Dear Editor,
The emancipation of the African ancestors was not a whim of the colonial masters, when they suddenly had an awakening, or a renaissance, or a sudden inspiration of conscience about the worst human bondage in mankind’s history. Emancipation was the struggle of the ancestors, their revolutions, escapes and uprisings, making enslavement an unprofitable venture. And yes, their cries to the heavens being answered at the right time.
The peoples who came after owe a great debt to the African ancestors who laid their bones in the soil before them, and in the Atlantic. When my ancestors came, they had a wharf to land on and a road to walk on, and lands ploughed and cleared by human hands under the scourge of the whip.
For some reason, I feel the pain of those people and I shed many tears. They even taught my ancestors the ways of the white man and his language; they were our first midwives and nurses, and still are. My ancestors suffered but the sufferings of the African ancestors were even worse – incomparable.

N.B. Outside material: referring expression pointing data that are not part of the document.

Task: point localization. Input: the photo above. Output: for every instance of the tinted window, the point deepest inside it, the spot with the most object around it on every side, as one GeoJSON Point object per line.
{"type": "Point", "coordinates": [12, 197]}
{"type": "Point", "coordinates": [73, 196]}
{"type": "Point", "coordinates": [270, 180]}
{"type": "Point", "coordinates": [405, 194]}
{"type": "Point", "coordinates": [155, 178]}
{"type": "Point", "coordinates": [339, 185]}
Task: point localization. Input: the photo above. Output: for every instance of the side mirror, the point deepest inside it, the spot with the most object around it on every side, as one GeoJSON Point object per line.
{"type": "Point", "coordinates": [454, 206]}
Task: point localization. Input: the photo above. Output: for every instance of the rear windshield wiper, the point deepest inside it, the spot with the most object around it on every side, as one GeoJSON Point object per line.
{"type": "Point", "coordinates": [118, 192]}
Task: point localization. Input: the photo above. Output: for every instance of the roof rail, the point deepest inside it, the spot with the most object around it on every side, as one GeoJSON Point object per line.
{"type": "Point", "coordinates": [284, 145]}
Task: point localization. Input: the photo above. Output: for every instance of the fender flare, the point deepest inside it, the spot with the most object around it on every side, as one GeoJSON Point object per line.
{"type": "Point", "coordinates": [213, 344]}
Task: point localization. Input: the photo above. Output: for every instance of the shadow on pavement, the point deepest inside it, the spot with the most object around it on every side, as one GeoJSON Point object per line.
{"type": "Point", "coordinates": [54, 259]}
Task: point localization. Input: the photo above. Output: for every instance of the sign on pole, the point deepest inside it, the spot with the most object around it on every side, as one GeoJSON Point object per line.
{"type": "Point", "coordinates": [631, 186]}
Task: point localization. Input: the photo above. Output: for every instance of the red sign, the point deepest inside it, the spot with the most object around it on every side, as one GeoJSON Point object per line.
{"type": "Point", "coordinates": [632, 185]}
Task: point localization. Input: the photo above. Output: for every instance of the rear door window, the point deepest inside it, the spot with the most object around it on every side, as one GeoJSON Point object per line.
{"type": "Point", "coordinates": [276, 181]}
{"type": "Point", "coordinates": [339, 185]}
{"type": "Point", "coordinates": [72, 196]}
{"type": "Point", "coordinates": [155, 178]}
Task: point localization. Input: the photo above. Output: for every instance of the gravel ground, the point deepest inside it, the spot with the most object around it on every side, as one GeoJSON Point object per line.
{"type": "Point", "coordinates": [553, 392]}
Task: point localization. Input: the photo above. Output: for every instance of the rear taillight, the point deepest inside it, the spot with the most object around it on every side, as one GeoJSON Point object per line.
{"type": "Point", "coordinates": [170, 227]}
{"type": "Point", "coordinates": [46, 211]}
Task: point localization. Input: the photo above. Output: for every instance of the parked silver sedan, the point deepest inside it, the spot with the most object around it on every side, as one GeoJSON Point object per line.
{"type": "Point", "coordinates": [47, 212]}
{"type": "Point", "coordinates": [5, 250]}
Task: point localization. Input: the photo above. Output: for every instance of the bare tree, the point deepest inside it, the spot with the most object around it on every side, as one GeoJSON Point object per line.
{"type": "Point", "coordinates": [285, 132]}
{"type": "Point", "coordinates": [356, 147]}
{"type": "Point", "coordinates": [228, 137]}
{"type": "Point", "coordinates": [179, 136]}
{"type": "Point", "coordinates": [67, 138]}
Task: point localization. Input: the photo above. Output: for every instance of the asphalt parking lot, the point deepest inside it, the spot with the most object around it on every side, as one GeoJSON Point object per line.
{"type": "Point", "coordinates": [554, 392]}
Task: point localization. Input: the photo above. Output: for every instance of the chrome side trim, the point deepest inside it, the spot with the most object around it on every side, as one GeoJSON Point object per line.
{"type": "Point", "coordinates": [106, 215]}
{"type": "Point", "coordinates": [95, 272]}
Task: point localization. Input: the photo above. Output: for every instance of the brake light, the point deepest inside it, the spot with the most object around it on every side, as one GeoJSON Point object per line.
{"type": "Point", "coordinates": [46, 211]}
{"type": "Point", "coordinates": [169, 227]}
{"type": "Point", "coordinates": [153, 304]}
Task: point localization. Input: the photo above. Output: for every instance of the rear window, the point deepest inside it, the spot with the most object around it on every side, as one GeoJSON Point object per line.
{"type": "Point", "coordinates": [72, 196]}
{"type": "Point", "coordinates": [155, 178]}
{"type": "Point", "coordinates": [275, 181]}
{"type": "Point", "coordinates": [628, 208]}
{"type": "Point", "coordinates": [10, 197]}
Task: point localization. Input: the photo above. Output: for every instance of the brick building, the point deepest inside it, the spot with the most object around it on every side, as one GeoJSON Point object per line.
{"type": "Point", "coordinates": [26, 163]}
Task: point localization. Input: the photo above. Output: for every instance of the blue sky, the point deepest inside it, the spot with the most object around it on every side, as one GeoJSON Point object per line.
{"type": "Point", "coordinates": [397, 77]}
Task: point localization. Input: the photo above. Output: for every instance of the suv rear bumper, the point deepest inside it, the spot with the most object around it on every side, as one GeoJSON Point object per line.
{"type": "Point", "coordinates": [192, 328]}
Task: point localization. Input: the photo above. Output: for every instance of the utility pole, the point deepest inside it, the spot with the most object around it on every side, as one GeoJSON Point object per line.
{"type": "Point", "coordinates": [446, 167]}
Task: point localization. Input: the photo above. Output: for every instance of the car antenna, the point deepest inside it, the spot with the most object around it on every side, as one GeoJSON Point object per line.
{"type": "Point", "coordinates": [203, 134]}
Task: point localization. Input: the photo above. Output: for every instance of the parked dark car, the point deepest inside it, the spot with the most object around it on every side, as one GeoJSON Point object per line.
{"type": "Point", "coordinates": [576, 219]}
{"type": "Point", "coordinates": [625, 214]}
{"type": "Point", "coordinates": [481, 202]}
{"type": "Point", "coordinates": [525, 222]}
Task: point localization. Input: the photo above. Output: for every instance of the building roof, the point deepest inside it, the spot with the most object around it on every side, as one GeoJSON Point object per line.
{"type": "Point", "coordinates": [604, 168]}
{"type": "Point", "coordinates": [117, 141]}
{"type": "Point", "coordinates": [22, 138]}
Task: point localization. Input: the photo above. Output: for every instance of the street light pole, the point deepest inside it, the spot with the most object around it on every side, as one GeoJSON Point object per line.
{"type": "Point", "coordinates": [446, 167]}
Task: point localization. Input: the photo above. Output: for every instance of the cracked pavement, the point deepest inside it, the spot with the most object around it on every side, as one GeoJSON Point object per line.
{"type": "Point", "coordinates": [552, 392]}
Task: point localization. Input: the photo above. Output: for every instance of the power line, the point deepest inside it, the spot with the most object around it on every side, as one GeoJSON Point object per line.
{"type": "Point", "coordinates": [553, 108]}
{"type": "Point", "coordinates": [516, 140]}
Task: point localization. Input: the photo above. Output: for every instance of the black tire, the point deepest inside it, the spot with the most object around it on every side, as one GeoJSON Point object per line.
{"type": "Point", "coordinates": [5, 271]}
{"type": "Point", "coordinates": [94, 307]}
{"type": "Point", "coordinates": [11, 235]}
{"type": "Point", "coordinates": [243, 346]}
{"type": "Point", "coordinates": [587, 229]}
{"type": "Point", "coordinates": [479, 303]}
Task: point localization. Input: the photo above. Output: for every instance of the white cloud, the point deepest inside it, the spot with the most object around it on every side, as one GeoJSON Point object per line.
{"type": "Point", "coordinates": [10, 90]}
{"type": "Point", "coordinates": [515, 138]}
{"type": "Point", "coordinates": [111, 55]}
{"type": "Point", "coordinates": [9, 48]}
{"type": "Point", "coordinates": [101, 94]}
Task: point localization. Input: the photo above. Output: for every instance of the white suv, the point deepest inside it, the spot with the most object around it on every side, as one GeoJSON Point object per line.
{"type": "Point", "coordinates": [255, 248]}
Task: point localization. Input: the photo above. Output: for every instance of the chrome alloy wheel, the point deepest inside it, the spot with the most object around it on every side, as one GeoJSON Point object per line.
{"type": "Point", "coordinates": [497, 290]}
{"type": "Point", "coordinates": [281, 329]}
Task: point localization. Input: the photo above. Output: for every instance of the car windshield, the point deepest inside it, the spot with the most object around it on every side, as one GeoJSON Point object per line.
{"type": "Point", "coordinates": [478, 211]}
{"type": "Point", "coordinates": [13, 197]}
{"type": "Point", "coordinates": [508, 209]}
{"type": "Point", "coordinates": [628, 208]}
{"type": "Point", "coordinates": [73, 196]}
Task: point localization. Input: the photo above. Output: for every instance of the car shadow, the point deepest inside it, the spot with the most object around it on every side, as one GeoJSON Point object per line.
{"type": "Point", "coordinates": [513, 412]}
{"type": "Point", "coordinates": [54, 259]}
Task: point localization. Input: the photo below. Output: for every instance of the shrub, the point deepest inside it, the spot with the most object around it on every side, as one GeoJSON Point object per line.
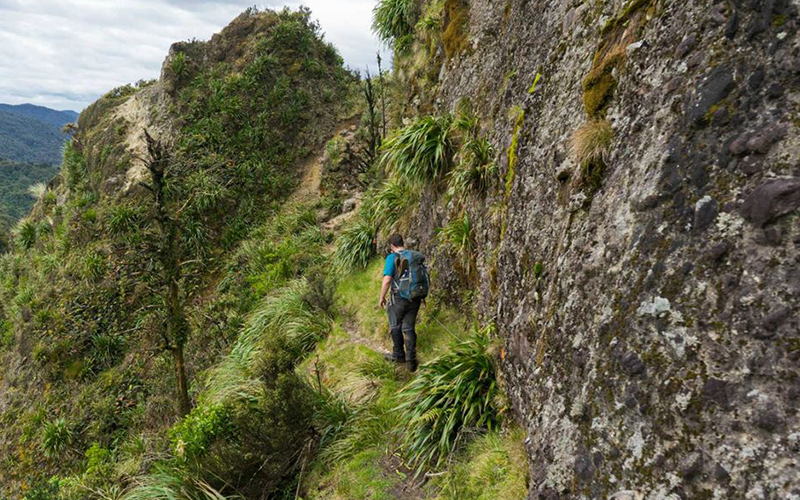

Is it any wonder that the United Nations has declared this year as ‘The Year of Peoples of African Descent’ given all of the above, plus the wisdom of the ancestors, their strength, their scientific discoveries now and in ancient times, and their great history – is it any wonder? Truly my African brothers and sisters and all of us Guyanese must reflect, respect, honour and thank most divinely, the ancestors of African descent.